Tutti temi noti da giorni. Almeno da quando la prima lettera della compagnia emiratina è arrivata sul tavolo dell’a.d. Gabriele Del Torchio, che sono poi stati ripresi dalla risposta partita da Roma (al momento senza contro-risposta da Abu Dhabi), ma che non hanno ancora trovato una soluzione in grado di portare ad un accordo. Anzi, che ancora oggi rischiano di dividere in modo definitivo le parti. Proprio per questo l’opera di rassicurazione dell’a.d. (e il lavoro degli advisor Citi e JpMorgan) è continuata anche durante queste festività pasquali, in cui sono andati avanti i contatti telefonici fra Italia e Abu Dhabi. Per quanto riguarda gli esuberi, da tempo si parla di un taglio richiesto tra le 2.500 e le 3 mila unità, che secondo alcune indiscrezioni potrebbero essere ricollocate in aziende pubbliche (principalmente Poste, per altro coinvolta nella partita dopo l’investimento da 75 milioni di euro di qualche mese fa).
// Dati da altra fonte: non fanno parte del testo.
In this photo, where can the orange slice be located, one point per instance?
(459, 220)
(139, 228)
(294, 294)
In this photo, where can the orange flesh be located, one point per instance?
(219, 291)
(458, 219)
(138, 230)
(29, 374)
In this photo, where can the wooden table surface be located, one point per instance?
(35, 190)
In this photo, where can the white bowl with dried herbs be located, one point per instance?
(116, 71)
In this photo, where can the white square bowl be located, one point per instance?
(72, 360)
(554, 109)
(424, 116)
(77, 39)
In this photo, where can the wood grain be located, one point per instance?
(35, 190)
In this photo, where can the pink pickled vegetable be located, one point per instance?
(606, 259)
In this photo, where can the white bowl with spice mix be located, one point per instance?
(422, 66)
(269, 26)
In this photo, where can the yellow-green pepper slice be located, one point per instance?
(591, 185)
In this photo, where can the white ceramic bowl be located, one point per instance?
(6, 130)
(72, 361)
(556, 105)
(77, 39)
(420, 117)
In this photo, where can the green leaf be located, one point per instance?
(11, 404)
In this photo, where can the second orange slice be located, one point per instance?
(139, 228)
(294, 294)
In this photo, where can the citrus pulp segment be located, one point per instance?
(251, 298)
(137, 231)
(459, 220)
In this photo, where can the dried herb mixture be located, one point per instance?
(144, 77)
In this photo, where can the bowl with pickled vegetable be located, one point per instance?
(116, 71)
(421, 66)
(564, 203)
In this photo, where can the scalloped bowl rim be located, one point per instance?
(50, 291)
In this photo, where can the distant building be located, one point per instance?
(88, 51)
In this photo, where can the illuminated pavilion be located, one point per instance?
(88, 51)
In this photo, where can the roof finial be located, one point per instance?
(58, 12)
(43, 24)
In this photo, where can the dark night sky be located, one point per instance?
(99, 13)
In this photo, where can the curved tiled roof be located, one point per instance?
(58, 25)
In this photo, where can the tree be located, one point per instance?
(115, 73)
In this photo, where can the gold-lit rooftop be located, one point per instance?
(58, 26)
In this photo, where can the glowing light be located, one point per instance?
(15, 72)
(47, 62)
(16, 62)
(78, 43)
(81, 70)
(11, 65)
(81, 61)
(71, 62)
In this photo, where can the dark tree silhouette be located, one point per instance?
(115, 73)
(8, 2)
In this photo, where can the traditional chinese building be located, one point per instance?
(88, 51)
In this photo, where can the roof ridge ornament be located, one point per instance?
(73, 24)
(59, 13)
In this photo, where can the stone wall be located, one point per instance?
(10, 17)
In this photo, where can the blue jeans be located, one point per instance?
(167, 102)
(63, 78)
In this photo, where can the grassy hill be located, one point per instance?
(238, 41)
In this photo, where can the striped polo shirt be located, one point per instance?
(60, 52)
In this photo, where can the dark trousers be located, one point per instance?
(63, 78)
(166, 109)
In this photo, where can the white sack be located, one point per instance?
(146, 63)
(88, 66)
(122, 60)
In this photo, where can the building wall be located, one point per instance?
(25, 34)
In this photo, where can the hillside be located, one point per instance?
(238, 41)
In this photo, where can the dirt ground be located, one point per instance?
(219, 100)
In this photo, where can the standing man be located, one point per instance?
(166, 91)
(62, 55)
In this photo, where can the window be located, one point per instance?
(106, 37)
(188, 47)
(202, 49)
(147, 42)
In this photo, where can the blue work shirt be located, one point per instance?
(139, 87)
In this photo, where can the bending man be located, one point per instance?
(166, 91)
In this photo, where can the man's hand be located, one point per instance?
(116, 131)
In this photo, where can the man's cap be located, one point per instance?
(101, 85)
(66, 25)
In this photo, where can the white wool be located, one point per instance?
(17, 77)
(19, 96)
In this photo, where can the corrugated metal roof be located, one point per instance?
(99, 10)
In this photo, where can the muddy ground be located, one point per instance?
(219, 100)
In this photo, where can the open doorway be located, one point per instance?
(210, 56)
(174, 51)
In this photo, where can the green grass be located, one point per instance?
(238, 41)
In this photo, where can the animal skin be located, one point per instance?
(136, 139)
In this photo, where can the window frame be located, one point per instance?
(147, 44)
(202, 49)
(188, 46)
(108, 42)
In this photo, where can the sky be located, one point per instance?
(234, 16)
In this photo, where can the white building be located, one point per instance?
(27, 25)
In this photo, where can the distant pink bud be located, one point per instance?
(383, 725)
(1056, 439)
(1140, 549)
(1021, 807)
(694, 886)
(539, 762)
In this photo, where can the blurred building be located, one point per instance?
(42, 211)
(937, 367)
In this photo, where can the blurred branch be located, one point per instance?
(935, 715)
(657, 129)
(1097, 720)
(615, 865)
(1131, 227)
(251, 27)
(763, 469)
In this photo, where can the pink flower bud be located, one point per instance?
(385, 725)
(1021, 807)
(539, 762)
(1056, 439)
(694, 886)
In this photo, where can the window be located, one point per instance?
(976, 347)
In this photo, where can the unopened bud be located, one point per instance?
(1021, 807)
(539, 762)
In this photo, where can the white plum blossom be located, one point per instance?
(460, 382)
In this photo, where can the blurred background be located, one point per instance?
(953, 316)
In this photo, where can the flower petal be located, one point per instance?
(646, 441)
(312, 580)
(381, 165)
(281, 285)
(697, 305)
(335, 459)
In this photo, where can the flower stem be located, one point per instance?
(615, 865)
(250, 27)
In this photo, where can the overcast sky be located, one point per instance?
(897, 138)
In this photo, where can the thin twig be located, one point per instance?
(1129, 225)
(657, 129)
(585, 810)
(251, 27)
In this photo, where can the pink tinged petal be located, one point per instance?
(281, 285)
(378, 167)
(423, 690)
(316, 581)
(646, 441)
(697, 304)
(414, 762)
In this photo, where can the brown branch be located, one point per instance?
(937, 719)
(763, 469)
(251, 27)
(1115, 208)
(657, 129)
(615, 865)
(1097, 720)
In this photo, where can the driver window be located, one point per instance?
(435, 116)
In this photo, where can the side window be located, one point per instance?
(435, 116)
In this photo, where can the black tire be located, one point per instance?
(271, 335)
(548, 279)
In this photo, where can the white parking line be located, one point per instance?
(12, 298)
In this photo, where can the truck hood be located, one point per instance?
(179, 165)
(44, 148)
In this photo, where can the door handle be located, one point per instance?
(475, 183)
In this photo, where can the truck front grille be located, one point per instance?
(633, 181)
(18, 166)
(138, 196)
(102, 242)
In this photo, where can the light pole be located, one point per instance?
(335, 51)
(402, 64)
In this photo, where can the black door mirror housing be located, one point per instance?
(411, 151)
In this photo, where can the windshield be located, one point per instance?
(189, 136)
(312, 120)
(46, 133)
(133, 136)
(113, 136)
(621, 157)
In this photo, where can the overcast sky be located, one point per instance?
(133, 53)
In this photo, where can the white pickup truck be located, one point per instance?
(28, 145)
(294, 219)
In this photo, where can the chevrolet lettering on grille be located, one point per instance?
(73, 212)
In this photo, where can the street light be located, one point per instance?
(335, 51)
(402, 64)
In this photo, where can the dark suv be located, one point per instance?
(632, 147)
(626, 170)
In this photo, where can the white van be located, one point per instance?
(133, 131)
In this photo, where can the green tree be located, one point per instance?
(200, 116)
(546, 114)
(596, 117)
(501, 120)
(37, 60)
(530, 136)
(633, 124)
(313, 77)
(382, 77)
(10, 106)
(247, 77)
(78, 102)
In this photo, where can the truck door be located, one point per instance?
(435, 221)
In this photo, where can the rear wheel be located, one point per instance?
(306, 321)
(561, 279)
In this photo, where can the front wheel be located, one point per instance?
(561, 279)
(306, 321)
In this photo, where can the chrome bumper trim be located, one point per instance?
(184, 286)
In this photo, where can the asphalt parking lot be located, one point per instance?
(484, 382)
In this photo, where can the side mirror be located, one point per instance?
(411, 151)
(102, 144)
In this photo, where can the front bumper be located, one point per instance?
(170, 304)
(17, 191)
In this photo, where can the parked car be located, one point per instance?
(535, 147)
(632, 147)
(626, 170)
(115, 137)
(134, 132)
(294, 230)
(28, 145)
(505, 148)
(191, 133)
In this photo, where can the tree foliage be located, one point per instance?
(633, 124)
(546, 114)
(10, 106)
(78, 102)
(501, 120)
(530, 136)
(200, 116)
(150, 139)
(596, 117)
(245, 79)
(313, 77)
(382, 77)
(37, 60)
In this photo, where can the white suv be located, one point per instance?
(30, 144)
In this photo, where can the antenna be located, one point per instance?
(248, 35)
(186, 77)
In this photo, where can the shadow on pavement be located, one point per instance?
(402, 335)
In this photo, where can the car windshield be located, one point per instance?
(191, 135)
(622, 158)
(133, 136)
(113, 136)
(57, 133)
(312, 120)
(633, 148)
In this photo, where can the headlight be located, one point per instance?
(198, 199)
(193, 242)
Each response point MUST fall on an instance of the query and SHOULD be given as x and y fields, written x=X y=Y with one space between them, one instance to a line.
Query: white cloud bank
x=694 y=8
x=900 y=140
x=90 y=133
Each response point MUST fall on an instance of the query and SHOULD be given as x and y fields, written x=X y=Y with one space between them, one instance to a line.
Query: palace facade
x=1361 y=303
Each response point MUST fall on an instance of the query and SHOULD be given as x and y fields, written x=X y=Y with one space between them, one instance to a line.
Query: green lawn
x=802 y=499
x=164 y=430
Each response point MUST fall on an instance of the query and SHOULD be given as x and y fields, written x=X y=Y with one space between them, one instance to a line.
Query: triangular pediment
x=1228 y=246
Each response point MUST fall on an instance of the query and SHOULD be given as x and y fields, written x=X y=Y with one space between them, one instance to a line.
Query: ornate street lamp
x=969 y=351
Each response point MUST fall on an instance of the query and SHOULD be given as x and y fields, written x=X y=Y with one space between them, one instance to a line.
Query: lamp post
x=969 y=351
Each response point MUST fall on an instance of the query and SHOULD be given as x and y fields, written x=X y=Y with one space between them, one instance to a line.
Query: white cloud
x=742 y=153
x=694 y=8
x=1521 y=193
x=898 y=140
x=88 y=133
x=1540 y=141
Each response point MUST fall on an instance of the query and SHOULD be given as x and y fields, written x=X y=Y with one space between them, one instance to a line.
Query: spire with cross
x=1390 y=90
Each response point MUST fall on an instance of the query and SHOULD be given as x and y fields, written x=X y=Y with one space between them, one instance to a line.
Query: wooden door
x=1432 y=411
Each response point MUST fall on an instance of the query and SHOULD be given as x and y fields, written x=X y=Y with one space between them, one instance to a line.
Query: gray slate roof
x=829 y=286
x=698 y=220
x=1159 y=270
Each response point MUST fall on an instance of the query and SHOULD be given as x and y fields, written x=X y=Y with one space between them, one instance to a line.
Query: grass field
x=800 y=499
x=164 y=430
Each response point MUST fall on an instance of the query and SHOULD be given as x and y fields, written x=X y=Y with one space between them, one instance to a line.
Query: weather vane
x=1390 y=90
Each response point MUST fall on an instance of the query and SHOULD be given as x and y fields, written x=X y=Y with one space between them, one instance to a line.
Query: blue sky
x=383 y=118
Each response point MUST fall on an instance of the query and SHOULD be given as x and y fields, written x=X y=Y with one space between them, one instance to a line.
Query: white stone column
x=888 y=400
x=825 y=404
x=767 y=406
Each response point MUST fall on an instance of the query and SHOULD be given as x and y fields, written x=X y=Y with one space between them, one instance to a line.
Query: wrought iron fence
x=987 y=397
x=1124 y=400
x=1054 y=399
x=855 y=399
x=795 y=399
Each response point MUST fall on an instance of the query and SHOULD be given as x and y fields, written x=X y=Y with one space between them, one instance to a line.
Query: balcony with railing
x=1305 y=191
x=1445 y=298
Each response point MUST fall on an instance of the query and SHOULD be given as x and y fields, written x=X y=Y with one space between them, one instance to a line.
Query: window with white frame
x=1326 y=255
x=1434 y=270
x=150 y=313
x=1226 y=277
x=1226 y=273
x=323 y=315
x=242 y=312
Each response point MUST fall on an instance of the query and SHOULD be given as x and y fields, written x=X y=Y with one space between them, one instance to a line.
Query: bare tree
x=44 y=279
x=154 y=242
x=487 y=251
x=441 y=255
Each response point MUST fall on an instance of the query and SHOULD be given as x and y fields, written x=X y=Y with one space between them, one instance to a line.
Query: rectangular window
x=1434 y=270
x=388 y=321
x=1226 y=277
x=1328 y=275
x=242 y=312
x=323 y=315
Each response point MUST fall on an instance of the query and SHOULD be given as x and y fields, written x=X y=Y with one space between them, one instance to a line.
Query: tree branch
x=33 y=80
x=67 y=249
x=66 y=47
Alcune ricostruzioni indicano adesso l’intenzione, da parte del management di Alitalia, di puntare a un pre-accordo con i sindacati che prevede la cassa integrazione a zero ore per 1.000-1.100 dipendenti, opzione in grado di soddisfare le esigenze di efficientamento presentate dalla compagnia araba. Quanto alle rotte, Etihad avrebbe insistito per una riorganizzazione radicale, con un taglio per il medio raggio, un rafforzamento dell’intercontinentale e un forte impegno sulle infrastrutture necessarie per valorizzare Fiumicino.
Uno degli scogli più difficili da superare, stando alle voci, sarebbe invece quello dei debiti. La compagnia guidata da James Hogan insiste per un taglio di almeno 400 milioni di debiti verso le banche, su un miliardo circa in totale: Unicredit e IntesaSanpaolo non sarebbero però intenzionate a venire incontro alla richiesta, anche se perdere l’occasione di un rilancio della compagnia, e quindi del loro investimento, peserà non poco sulla loro posizione finale.